Branch by Abstraction & Legacy Modernization
For large-scale refactoring or replacing a legacy system, a feature flag can manage the transition through a pattern called Branch by Abstraction. An abstraction layer is created, and a flag controls whether requests flow to the old implementation or the new one. This allows the new system to be built and tested incrementally in production, side-by-side with the old one. The flag enables a gradual migration of traffic, which can be paused or rolled back at any point, de-risking complex architectural changes.
Feature Flag vs. Related Deployment Strategies
A comparison of Feature Flags with other common deployment and release strategies, highlighting their primary mechanisms, use cases, and operational characteristics.

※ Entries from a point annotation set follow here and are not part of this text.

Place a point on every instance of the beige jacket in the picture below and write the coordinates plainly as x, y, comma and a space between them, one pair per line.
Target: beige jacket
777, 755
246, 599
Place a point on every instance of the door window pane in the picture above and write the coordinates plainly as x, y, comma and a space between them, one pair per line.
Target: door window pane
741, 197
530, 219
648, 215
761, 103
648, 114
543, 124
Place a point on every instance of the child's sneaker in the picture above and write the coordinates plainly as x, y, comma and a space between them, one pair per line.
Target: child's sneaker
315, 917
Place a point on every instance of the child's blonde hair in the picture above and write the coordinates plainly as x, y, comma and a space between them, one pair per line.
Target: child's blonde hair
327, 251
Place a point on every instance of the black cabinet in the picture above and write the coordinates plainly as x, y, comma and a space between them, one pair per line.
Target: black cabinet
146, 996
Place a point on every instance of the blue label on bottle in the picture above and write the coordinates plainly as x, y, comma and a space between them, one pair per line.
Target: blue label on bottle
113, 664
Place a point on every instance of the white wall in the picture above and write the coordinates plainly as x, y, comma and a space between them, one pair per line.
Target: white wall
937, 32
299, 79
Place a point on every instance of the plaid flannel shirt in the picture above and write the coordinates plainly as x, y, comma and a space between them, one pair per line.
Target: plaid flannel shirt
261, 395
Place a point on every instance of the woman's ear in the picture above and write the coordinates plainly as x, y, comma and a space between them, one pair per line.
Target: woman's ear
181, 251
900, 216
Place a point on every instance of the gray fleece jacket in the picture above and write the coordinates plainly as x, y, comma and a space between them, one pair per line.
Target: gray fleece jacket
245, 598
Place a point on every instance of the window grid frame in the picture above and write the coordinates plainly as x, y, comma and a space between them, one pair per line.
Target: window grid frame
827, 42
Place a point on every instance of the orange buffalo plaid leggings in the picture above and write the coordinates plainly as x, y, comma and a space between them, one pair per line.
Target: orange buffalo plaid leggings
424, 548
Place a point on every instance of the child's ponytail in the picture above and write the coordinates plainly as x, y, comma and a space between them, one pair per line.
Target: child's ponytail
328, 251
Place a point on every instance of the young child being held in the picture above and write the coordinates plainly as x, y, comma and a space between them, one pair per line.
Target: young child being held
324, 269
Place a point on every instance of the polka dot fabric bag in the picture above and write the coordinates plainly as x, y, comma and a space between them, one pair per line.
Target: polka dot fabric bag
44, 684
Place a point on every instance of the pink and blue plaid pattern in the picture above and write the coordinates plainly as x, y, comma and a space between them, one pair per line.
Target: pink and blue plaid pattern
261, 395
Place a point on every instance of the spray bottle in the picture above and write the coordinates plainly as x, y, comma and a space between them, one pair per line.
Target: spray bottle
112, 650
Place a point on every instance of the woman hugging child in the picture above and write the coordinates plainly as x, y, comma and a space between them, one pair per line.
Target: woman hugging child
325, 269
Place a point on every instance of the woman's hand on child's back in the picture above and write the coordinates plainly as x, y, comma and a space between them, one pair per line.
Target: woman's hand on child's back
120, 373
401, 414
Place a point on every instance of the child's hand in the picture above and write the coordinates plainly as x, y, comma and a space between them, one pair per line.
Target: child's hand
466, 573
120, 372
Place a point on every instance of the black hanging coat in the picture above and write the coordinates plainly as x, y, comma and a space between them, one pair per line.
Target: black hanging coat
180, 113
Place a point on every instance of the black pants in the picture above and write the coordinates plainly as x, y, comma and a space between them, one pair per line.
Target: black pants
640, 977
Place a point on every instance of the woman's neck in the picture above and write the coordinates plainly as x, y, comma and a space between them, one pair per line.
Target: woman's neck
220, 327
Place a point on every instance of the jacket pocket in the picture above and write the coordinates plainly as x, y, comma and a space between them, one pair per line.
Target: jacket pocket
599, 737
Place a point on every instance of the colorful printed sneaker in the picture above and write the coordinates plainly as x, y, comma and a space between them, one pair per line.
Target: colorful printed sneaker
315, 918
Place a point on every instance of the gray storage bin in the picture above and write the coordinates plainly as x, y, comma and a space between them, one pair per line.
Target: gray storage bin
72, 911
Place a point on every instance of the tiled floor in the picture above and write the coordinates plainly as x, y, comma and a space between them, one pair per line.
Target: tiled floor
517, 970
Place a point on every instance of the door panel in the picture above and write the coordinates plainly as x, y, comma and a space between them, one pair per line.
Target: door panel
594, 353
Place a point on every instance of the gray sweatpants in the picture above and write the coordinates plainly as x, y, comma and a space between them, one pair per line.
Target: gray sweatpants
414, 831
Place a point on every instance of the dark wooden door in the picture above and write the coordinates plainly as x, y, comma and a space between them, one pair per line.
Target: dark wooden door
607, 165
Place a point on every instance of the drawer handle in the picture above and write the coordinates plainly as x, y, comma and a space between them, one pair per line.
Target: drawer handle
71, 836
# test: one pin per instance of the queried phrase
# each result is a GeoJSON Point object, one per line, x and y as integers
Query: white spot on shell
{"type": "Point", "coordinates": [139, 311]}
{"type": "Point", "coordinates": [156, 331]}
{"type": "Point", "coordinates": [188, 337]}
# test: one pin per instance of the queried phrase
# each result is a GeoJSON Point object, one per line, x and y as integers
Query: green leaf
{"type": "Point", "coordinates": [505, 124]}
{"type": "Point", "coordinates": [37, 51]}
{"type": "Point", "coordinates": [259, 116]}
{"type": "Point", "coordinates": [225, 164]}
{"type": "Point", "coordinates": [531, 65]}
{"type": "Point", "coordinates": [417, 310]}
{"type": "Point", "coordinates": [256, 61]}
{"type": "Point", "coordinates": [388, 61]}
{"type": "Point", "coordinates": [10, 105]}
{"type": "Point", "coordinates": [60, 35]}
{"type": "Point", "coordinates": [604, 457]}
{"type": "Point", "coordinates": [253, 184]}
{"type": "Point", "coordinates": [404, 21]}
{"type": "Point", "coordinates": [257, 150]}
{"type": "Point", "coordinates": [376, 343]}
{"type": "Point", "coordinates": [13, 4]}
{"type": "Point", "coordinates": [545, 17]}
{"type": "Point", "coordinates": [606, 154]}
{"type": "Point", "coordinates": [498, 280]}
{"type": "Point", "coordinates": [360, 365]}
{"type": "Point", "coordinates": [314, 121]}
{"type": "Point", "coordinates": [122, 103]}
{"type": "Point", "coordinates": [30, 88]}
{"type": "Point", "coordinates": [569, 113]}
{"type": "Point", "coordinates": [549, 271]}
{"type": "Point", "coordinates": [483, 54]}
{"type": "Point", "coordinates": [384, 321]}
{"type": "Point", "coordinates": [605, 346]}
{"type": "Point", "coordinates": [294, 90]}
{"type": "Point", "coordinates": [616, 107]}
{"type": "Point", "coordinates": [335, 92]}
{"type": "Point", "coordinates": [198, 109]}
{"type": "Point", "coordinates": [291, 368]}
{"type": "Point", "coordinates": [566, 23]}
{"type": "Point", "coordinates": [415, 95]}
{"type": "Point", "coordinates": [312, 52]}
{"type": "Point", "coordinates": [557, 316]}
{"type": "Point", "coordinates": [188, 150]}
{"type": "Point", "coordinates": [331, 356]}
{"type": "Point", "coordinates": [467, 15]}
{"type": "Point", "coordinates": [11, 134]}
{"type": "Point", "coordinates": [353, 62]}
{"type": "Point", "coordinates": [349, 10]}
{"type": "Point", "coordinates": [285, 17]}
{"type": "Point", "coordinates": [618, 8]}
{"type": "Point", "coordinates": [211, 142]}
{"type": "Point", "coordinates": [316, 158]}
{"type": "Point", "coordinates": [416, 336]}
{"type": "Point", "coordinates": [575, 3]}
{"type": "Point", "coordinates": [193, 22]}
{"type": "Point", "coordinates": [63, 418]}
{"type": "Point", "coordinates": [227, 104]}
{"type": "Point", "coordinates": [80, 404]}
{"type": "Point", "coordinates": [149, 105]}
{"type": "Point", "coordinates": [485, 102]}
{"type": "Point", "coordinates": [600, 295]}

| Strategy / Feature | Feature Flag | Canary Deployment | Blue-Green Deployment | A/B Testing |
|---|---|---|---|---|
Primary Mechanism | Runtime conditional toggles in code | Incremental traffic shift to new infrastructure | Instantaneous traffic switch between two full environments | Statistical comparison of two variants for a user segment |
Release vs. Deployment | Decouples deployment from release | Couples deployment and release | Couples deployment and release | Couples deployment and release for experimentation |
Granularity | User, session, request, or percentage | Infrastructure subset (e.g., pods, servers) | Entire environment | User segment (e.g., percentage, cohort) |
Primary Goal | Enable/disable features without redeploy; controlled rollout | Validate stability/performance of a new version | Zero-downtime releases and instant rollback | Measure impact of a change on a business metric |
Rollback Speed | Instant (toggle off) | Fast (reroute traffic) | Instant (switch traffic back) | Fast (end experiment) |
Requires New Infrastructure | ||||
Traffic Control Location | Application logic | Load balancer / Ingress / Service Mesh | Load balancer / Router / DNS | Experiment framework or load balancer |
Typical Use Case | Kill switch, internal beta, operational ramp | Validating a new backend service version | Major version upgrades of a monolithic service | Testing UI copy or a new recommendation algorithm |
State Management Complexity | Low (toggle state) | Medium (session affinity often needed) | High (database migration/sync between envs) | Medium (consistent user experience per variant) |
Cost Impact | Low (no duplicate infra) | Medium (partial duplicate infra) | High (full duplicate infra) | Medium (partial duplicate infra or compute) |
Observability Focus | Toggle evaluation logs, feature usage | Error rates, latency, system metrics (per canary) | Traffic switch success, environment health | Business metrics, statistical significance |
Frequently Asked Questions
Feature flags, also known as feature toggles or switches, are a foundational technique in modern software development and deployment. They enable teams to decouple deployment from release, allowing for safer, more controlled rollouts of new functionality.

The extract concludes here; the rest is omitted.